Uno de los peligros de la religión, de la religiosidad, quizás el más grave, es el fanatismo.
El fanatismo obnubila la razón haciendo creer que uno está en conocimiento y posesión de la Verdad Absoluta, de la Religión Auténtica, del Camino Directo a Dios, de un Poder Especial, y por eso se cree en el derecho y el deber de desacreditar las demás, y se siente con el poder indiscutible de poder descalificarlas y arrasarlas para que sobreviva la propia.
El caso es que cualquiera que profese otra religión distinta de la tuya, opina prácticamente lo mismo.
¿Y si ninguna está confundida?
¿Y si todas tienen grandes porciones de verdad?
Si todos tenemos una idea similar con respecto a la existencia de Algo Superior, ¿por qué nos peleamos porque otros nombran a la misma cosa con otro nombre distinto?
El nombre no cambia a la cosa.
La cosa Es.
Ni los adjetivos ni las definiciones conforman la cosa, que ya tiene esencia y existencia antes de nombrarla.
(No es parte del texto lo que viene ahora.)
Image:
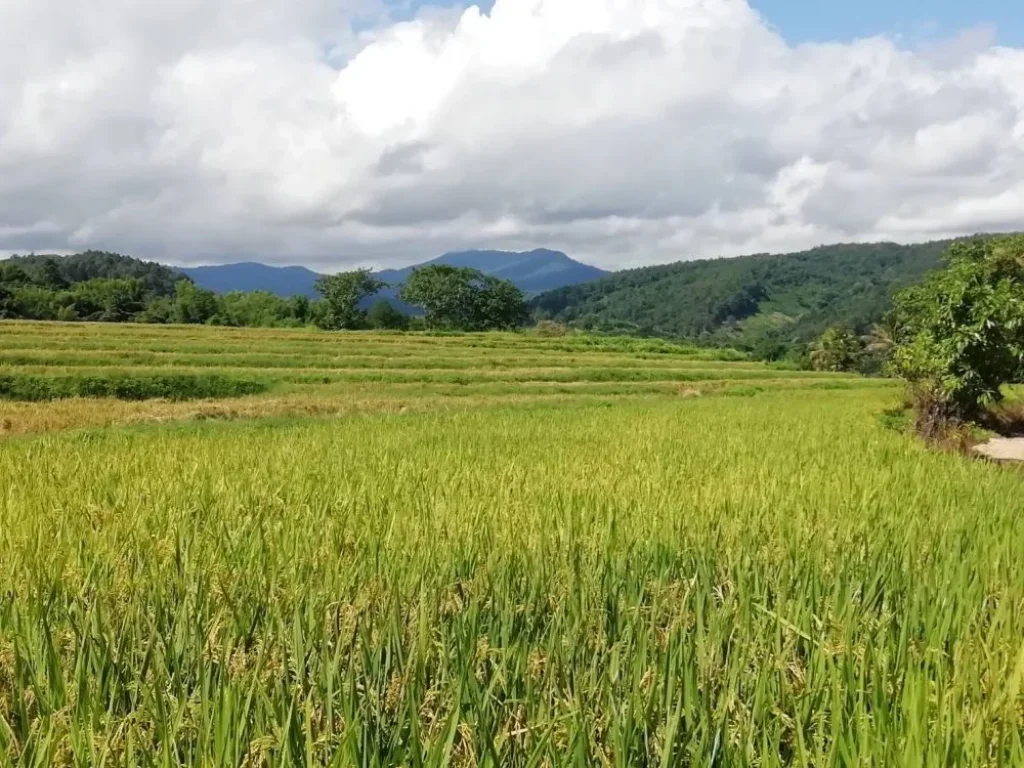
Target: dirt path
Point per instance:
(1004, 449)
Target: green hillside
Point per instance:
(764, 303)
(57, 271)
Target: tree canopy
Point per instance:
(342, 294)
(464, 299)
(960, 335)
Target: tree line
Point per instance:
(956, 337)
(110, 288)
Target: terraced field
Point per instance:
(488, 550)
(298, 373)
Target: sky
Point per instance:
(340, 133)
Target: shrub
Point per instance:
(126, 387)
(960, 336)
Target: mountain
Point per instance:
(250, 275)
(756, 302)
(534, 271)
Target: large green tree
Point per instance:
(464, 299)
(342, 294)
(838, 349)
(960, 336)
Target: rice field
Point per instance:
(493, 550)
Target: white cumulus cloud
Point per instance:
(622, 131)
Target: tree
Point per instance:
(342, 294)
(193, 304)
(462, 298)
(383, 315)
(298, 307)
(839, 349)
(501, 304)
(50, 276)
(960, 336)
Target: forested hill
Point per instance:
(59, 270)
(753, 301)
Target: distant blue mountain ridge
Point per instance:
(532, 271)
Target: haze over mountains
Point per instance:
(534, 271)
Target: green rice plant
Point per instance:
(766, 581)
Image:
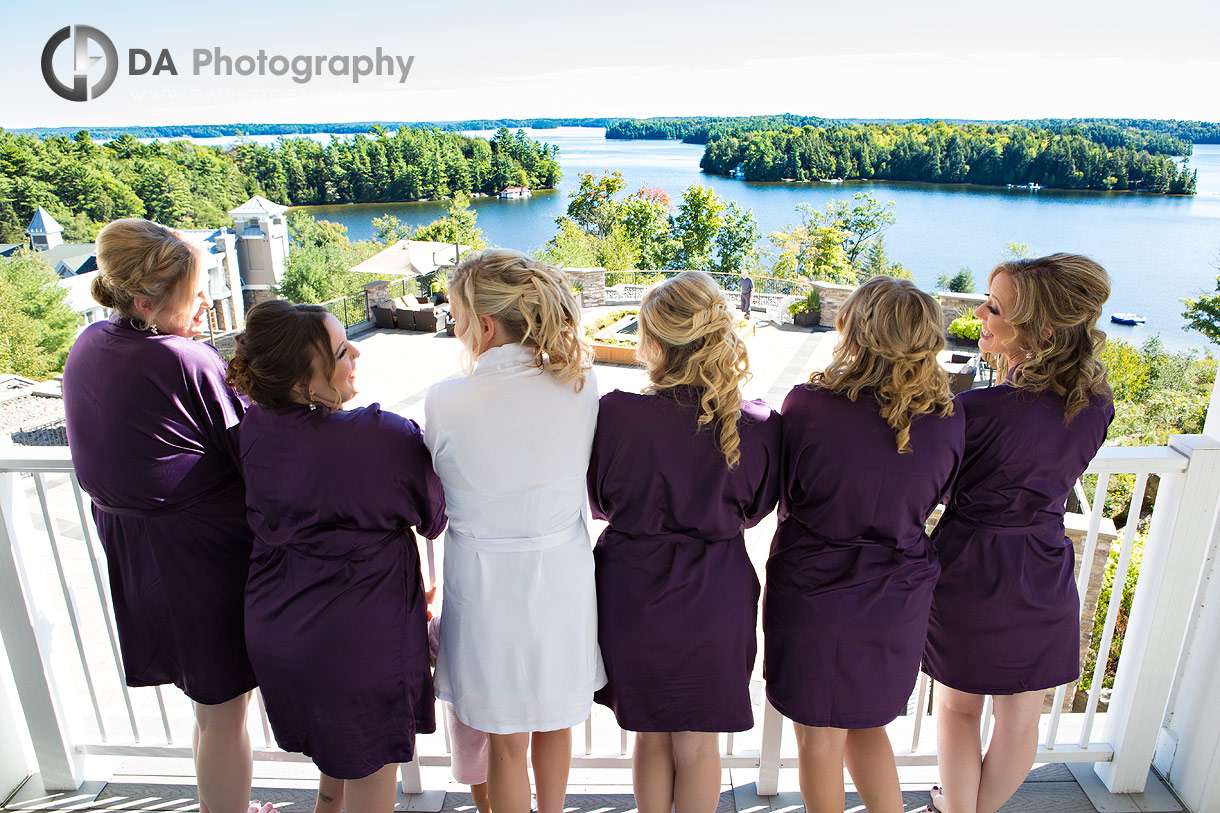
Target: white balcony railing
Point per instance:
(59, 635)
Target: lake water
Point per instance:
(1157, 249)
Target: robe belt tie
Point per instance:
(516, 543)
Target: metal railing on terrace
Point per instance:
(356, 308)
(59, 632)
(731, 282)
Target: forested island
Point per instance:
(943, 153)
(1158, 136)
(84, 184)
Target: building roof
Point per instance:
(43, 224)
(258, 205)
(209, 239)
(71, 258)
(409, 258)
(81, 292)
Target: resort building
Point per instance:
(243, 265)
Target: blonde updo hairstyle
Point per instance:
(277, 353)
(138, 258)
(531, 302)
(688, 337)
(1058, 302)
(889, 333)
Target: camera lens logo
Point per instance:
(82, 62)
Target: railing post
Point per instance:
(43, 709)
(769, 752)
(1169, 578)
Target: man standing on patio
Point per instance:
(747, 292)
Frases del estilo de “Todos somos hijos del mismo Dios”, “Todos somos hermanos”, “Yo Soy el que Soy”, etc… deberían hacer reflexionar a los fanáticos y desmontarles de su error.
Un distintivo de la religiosidad debiera ser la comprensión (de que partimos todos de un principio de buena voluntad), la aceptación (de que cada uno actúa del modo que cree apropiado), la oración (pedir a tu Dios que se apiade de él, por si es que estuviera equivocado), el amor al prójimo (en ningún momento dice Dios que son una excepción los que profesan otras religiones), y la bondad (haz bien y no mires a quién).
El fanatismo no sólo no aporta nada bueno, ni enriquecedor, ni útil, sino que impide el ejercicio de cualquiera de los puntos que acabas de ver.